Zunächst geht es aber nun vom Harz hinab nach Ilsenburg. Ich fahre in Richtung Ilsenburg auf geschotterten Waldwegen, die meist gut befahrbar sind. Auf weiten Strecken fahre ich entlang von Holzstapeln, die einen lebendigen Eindruck vom „Wald im Wandel zur neuen Wildnis“ geben. Man versucht offensichtlich möglichst viele Bäume zu fällen, was wahrscheinlich mehr ökonomischen  Nutzen bringt als das es im Sinne des Wandel des Waldes ist. Vielleicht will man damit auch den Borkenkäfer als Verursacher des Waldsterbens bekämpfen, ihm sozusagen den Gegenstand seiner Zerstörung entziehen. Je tiefer ich komme wird der Wald zwar wieder etwas grüner. Aber auch hier nimmt das Sterben seinen Lauf wie man an den mit grünen, abgefallenen Nadeln, die den Boden bedecken, erkennen kann.

Nach etwa 20 Kilometern erreiche ich dann Ilsenburg, eine beschauliche Fachwerkstadt am Rande des Nordharzes. Ich mache eine kurze Pause am Schloss und dem Kloster, die praktisch direkt nebeneinander stehen. Im Freisitz des Schlosscafés nehme ich eine kleinen Imbiss zu mir.
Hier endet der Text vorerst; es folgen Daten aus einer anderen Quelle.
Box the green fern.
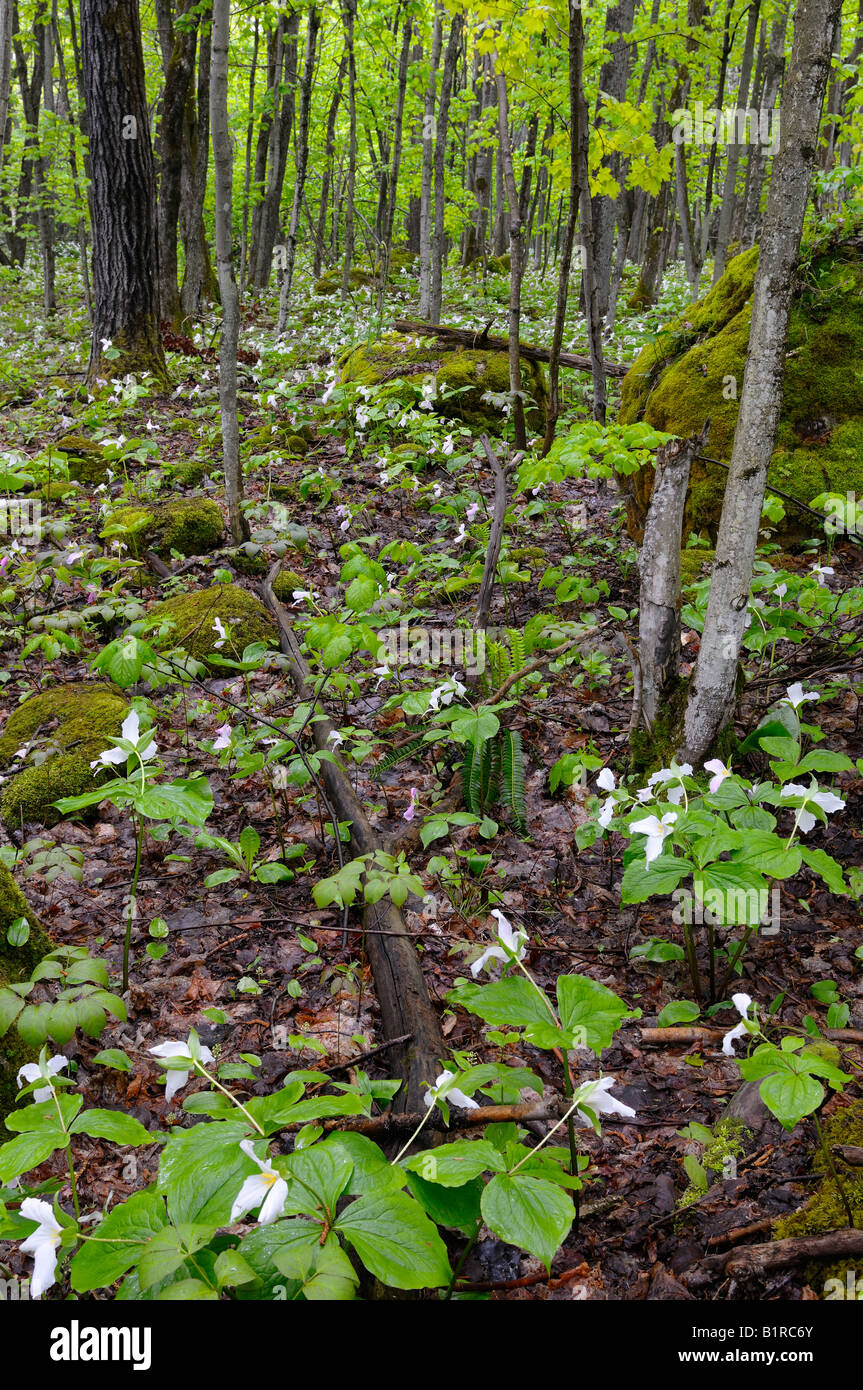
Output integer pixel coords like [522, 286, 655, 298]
[496, 728, 527, 830]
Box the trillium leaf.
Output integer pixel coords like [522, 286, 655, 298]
[404, 1138, 506, 1187]
[158, 1120, 250, 1226]
[407, 1173, 484, 1236]
[481, 1173, 575, 1269]
[69, 1187, 167, 1294]
[72, 1109, 152, 1145]
[336, 1193, 452, 1289]
[557, 974, 628, 1056]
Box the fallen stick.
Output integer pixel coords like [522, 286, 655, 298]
[261, 560, 447, 1112]
[681, 1226, 863, 1289]
[395, 318, 630, 377]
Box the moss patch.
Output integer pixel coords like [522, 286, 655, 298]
[0, 863, 54, 1136]
[136, 584, 277, 662]
[773, 1101, 863, 1293]
[339, 335, 546, 432]
[0, 681, 128, 826]
[53, 434, 111, 485]
[620, 242, 863, 539]
[101, 498, 225, 555]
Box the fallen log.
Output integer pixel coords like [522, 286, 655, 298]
[261, 560, 447, 1112]
[681, 1226, 863, 1289]
[395, 318, 630, 377]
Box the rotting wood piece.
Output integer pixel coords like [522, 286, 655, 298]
[393, 318, 630, 377]
[261, 562, 447, 1112]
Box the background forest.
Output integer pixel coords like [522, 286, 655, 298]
[0, 0, 863, 1321]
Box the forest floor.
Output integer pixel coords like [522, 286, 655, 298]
[0, 244, 863, 1300]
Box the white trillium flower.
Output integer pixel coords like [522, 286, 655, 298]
[780, 681, 821, 709]
[782, 783, 845, 835]
[17, 1055, 69, 1105]
[90, 709, 156, 769]
[425, 1072, 479, 1111]
[471, 908, 527, 979]
[149, 1043, 214, 1101]
[573, 1076, 635, 1125]
[705, 758, 731, 792]
[231, 1138, 288, 1226]
[596, 796, 616, 830]
[630, 810, 677, 869]
[21, 1197, 63, 1298]
[723, 994, 752, 1056]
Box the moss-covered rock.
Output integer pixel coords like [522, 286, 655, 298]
[0, 863, 54, 1136]
[773, 1101, 863, 1295]
[136, 584, 277, 662]
[620, 242, 863, 539]
[272, 570, 309, 603]
[53, 434, 115, 487]
[0, 681, 128, 826]
[339, 334, 548, 432]
[101, 498, 225, 555]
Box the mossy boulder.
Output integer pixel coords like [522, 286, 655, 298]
[0, 681, 128, 827]
[773, 1101, 863, 1294]
[620, 242, 863, 539]
[339, 334, 548, 432]
[136, 584, 277, 662]
[101, 498, 225, 555]
[0, 863, 54, 1137]
[314, 265, 375, 295]
[53, 434, 115, 487]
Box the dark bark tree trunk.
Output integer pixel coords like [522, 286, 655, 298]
[314, 53, 347, 278]
[179, 6, 220, 321]
[81, 0, 168, 385]
[210, 0, 249, 545]
[428, 14, 464, 324]
[277, 6, 321, 335]
[591, 0, 635, 318]
[713, 0, 762, 285]
[250, 0, 297, 289]
[342, 0, 357, 300]
[157, 0, 197, 328]
[684, 0, 842, 765]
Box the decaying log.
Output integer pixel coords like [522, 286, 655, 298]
[681, 1226, 863, 1289]
[395, 318, 630, 377]
[261, 560, 447, 1112]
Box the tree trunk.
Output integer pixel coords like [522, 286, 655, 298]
[492, 54, 527, 449]
[210, 0, 249, 545]
[314, 53, 347, 279]
[591, 0, 635, 318]
[420, 0, 443, 318]
[713, 0, 762, 285]
[0, 0, 15, 170]
[81, 0, 168, 385]
[684, 0, 841, 763]
[158, 0, 197, 328]
[428, 14, 464, 324]
[275, 6, 321, 325]
[742, 0, 788, 247]
[336, 0, 357, 302]
[179, 6, 220, 321]
[249, 8, 300, 289]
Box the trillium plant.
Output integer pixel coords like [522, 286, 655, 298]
[0, 973, 635, 1301]
[56, 709, 213, 990]
[577, 682, 855, 1004]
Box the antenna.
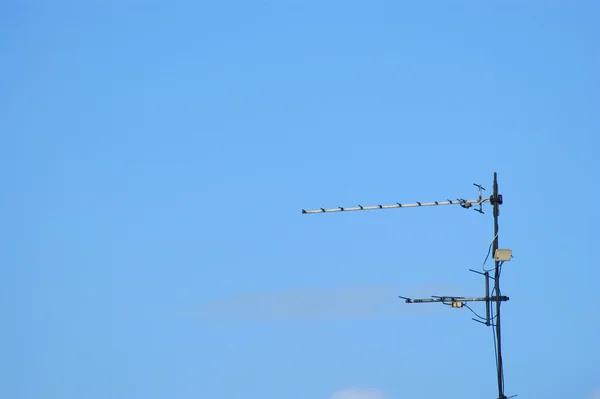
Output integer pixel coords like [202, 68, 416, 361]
[302, 172, 517, 399]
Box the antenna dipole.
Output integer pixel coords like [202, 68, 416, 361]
[302, 173, 516, 399]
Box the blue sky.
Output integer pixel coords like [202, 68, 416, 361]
[0, 0, 600, 399]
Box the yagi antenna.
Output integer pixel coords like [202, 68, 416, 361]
[302, 173, 516, 399]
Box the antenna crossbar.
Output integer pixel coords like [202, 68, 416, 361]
[302, 198, 490, 214]
[399, 295, 510, 303]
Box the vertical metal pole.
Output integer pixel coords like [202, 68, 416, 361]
[492, 172, 506, 399]
[483, 272, 490, 326]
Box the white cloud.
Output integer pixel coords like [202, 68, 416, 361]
[330, 388, 388, 399]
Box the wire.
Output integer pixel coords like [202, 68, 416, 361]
[481, 233, 498, 272]
[464, 303, 486, 320]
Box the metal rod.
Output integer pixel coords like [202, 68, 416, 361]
[400, 295, 510, 303]
[484, 272, 490, 326]
[302, 198, 490, 214]
[491, 172, 506, 399]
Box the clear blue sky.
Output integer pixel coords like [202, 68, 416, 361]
[0, 0, 600, 399]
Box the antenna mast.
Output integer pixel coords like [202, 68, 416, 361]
[302, 172, 517, 399]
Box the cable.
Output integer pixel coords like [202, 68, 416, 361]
[481, 233, 498, 272]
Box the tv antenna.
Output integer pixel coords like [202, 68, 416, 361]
[302, 172, 517, 399]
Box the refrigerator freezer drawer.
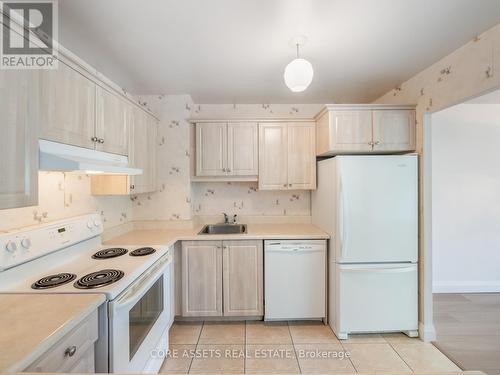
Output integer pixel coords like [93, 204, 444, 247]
[334, 263, 418, 338]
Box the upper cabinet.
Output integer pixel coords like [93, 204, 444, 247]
[196, 122, 258, 177]
[0, 70, 40, 209]
[39, 61, 96, 149]
[91, 108, 158, 195]
[316, 105, 415, 156]
[287, 122, 316, 190]
[259, 122, 316, 190]
[259, 122, 288, 190]
[95, 86, 132, 155]
[373, 110, 415, 152]
[227, 122, 259, 176]
[196, 123, 227, 176]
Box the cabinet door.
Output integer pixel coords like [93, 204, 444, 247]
[373, 110, 415, 151]
[0, 70, 39, 209]
[40, 62, 96, 149]
[227, 122, 259, 176]
[196, 123, 227, 176]
[330, 110, 373, 152]
[259, 123, 288, 190]
[96, 86, 131, 155]
[288, 123, 316, 189]
[223, 241, 264, 316]
[182, 241, 222, 316]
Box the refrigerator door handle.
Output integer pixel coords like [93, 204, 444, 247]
[342, 266, 415, 273]
[339, 180, 348, 259]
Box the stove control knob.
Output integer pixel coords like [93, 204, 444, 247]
[21, 238, 31, 249]
[5, 241, 17, 253]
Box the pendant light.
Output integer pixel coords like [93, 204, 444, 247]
[283, 37, 314, 92]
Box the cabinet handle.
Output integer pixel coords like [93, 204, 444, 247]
[64, 345, 76, 357]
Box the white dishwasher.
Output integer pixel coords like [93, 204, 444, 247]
[264, 240, 326, 320]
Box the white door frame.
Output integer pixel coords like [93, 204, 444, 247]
[419, 86, 500, 341]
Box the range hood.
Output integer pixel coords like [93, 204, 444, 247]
[39, 139, 142, 175]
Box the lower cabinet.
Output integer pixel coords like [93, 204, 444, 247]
[182, 240, 264, 317]
[24, 310, 99, 374]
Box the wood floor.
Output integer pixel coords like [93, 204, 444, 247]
[434, 293, 500, 375]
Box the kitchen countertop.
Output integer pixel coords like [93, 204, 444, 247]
[0, 294, 104, 373]
[105, 224, 329, 246]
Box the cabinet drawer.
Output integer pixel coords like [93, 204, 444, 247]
[25, 311, 99, 372]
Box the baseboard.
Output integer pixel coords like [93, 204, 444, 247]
[418, 322, 436, 342]
[432, 281, 500, 293]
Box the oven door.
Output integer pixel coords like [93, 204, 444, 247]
[109, 254, 172, 373]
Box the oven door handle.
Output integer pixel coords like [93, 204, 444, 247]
[111, 254, 172, 311]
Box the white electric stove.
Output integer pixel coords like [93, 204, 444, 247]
[0, 214, 174, 373]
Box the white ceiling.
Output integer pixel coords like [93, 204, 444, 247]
[59, 0, 500, 103]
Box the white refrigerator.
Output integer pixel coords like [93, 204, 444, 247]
[312, 155, 418, 339]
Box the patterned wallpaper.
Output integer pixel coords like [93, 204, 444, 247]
[0, 172, 132, 231]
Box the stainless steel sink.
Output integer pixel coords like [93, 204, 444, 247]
[198, 224, 247, 234]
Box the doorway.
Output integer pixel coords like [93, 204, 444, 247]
[426, 90, 500, 375]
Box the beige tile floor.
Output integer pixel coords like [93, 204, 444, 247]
[434, 293, 500, 375]
[160, 322, 460, 374]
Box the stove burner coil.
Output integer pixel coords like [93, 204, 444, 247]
[73, 270, 125, 289]
[31, 272, 76, 289]
[92, 247, 127, 259]
[129, 247, 156, 257]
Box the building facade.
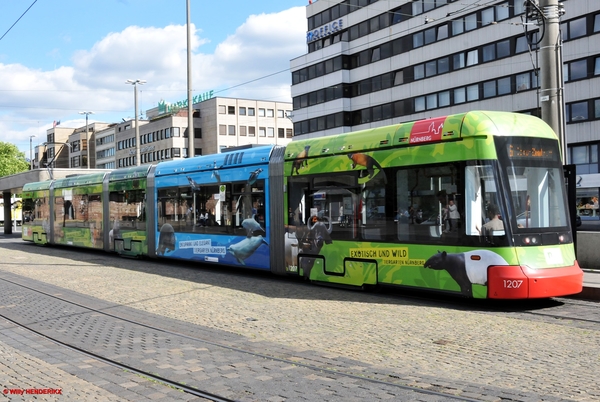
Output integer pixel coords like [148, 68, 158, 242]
[291, 0, 600, 216]
[33, 97, 293, 173]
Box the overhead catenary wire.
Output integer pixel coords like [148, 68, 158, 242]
[0, 0, 37, 40]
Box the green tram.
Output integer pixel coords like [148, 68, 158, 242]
[23, 111, 583, 299]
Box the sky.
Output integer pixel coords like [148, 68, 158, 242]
[0, 0, 308, 158]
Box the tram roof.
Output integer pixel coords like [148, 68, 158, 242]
[155, 145, 274, 177]
[285, 111, 557, 160]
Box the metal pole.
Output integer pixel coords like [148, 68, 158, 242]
[85, 113, 90, 169]
[540, 0, 567, 163]
[125, 80, 146, 166]
[29, 135, 35, 170]
[133, 80, 140, 166]
[79, 112, 94, 169]
[187, 0, 195, 158]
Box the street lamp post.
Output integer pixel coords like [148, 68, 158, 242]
[29, 135, 35, 170]
[79, 112, 94, 169]
[125, 80, 146, 166]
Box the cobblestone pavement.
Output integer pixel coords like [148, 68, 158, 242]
[0, 238, 600, 401]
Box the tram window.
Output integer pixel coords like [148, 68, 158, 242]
[288, 172, 360, 240]
[465, 165, 507, 240]
[359, 172, 395, 240]
[230, 180, 267, 236]
[158, 183, 235, 234]
[398, 164, 464, 244]
[507, 166, 568, 229]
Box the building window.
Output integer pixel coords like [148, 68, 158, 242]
[565, 59, 588, 81]
[569, 144, 598, 174]
[454, 88, 467, 105]
[467, 84, 479, 102]
[516, 73, 531, 92]
[415, 96, 425, 112]
[566, 102, 589, 123]
[438, 91, 450, 107]
[561, 17, 587, 40]
[483, 80, 496, 98]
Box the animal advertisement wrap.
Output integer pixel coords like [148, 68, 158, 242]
[156, 223, 270, 269]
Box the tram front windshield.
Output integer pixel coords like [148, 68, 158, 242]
[496, 137, 569, 233]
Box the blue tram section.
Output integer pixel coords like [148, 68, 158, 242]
[149, 146, 283, 270]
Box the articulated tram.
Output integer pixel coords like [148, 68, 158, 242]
[22, 111, 583, 299]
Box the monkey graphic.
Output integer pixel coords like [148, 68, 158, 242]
[348, 154, 387, 184]
[292, 145, 310, 174]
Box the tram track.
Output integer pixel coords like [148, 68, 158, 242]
[0, 277, 478, 401]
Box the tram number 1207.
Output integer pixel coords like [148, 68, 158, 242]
[504, 279, 523, 289]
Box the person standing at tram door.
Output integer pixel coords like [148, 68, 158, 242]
[448, 200, 460, 232]
[475, 204, 504, 235]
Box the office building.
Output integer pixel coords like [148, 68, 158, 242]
[291, 0, 600, 216]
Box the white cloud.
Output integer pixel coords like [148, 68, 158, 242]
[0, 7, 306, 155]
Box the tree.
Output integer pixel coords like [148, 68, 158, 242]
[0, 141, 30, 177]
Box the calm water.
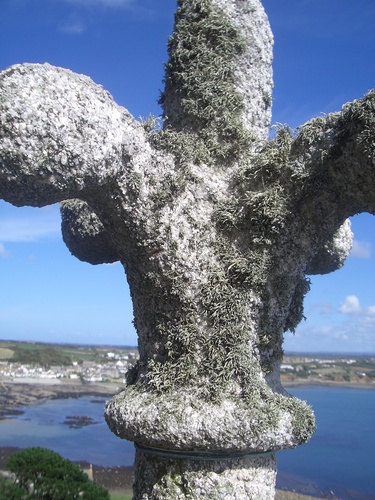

Bevor ich meine heutige Etappe fortsetze, mache ich noch eine kleine Rundfahrt durch Ilsenburg. Danach geht es an Stapelburg vorbei über Abbenrode nach Hornburg. Die Grenze zwischen Sachsen-Anhalt und Niedersachsen überfahre ich mehrmals und komme bei Vienenburg auch an einem Teil eines Mahnmals „Eiserner Vorhang“ vorbei, das als solches aber nur mit viel Phantasie zu erkennen ist. Auf den ersten Blick ist es schlicht eine willkürlich in der Landschaft stehende Metallplatte.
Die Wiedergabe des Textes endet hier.